Thursday, 13 February 2020

A. W. Dow on Appreciation

We know from Plato (Republic, 601d–2a) that the “quality, beauty and fitness” (transl. Lee, 1974 [1955]) of an object, or its “excellence or beauty or rightness” (transl. Cornford, 1941)—or, better, its “excellence or virtue”—depends upon its use. Thus, an object’s user, having gained the most thorough acquaintance with it, best knows its use. Its manufacturer, wishing to make a good (“virtuous”) object, should consult its user; thereby, he comes to believe rightly about the object and its virtues.

Knowledge by acquaintance is proper to the user qua user, and (true) belief to the manufacturer qua manufacturer.

Nicolas Poussin provided the following definition of painting in a 1665 letter to the Sieur de Chambray:

C’est une Imitation faicte auec lignes et couleurs en quelque superficie de tout ce qui se voit dessoubs le Soleil, sa fin est la Délectation [Correspondance (Paris: Jean Schemit, 1911), p. 462].

Painting’s “end,” purpose, or use is delectation. Its user is the art lover, who delights in it. if a painter wishes to make a good painting, he must consult the art lover, its user. This inner dilettante, “inner critic,” or assimilation by maker-as-such of user-as-such—is, according to Arthur Wesley Dow, “the divine gift APPRECIATION” (Composition [New York: Doubleday, 1913], p.128).


Dow is opposed to the academic distinction between “representation” and “design” (Theory and Practice of Teaching Art [New York:Columbia University, 1912], p. 3), insofar as the distinction is made to sideline design (or “decoration”).

The effort of the academic method is centered upon “learning to draw,” and in two directions: nature forms and historic art. The principle is—first acquire a knowledge of facts, either of nature’s facts or art’s facts, then use them in your own creative expression [ibid.].

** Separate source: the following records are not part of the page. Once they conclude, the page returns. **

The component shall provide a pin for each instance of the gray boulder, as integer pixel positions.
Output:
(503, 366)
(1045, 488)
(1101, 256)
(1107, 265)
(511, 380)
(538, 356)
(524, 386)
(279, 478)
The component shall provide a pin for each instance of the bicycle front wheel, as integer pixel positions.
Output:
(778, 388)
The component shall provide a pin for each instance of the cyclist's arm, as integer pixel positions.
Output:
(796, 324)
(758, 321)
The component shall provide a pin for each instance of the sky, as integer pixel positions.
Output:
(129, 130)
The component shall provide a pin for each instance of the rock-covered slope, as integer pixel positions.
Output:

Dow’s modernist “Synthetic Method” begins, not with facts (things and their appearances), but with appreciation (cf. 1912, pp. 4–6). For Dow, this is an inborn “power,” perhaps latent:

This power cannot be imparted like information. Artistic skill cannot be given by dictation or acquired by reading. It does not come by merely learning to draw, by imitating nature, or by any process of storing the mind with facts.
The power is within—the question is how to reach it and use it.
Increase of power always comes with exercise [1913, p. 21].




The object of appreciation is “structure,” an element common to all “space-arts”—i.e. painting, sculpture, architecture, etc.—of which “composition” is thus an essential part (cf. pp. 3–4, 5).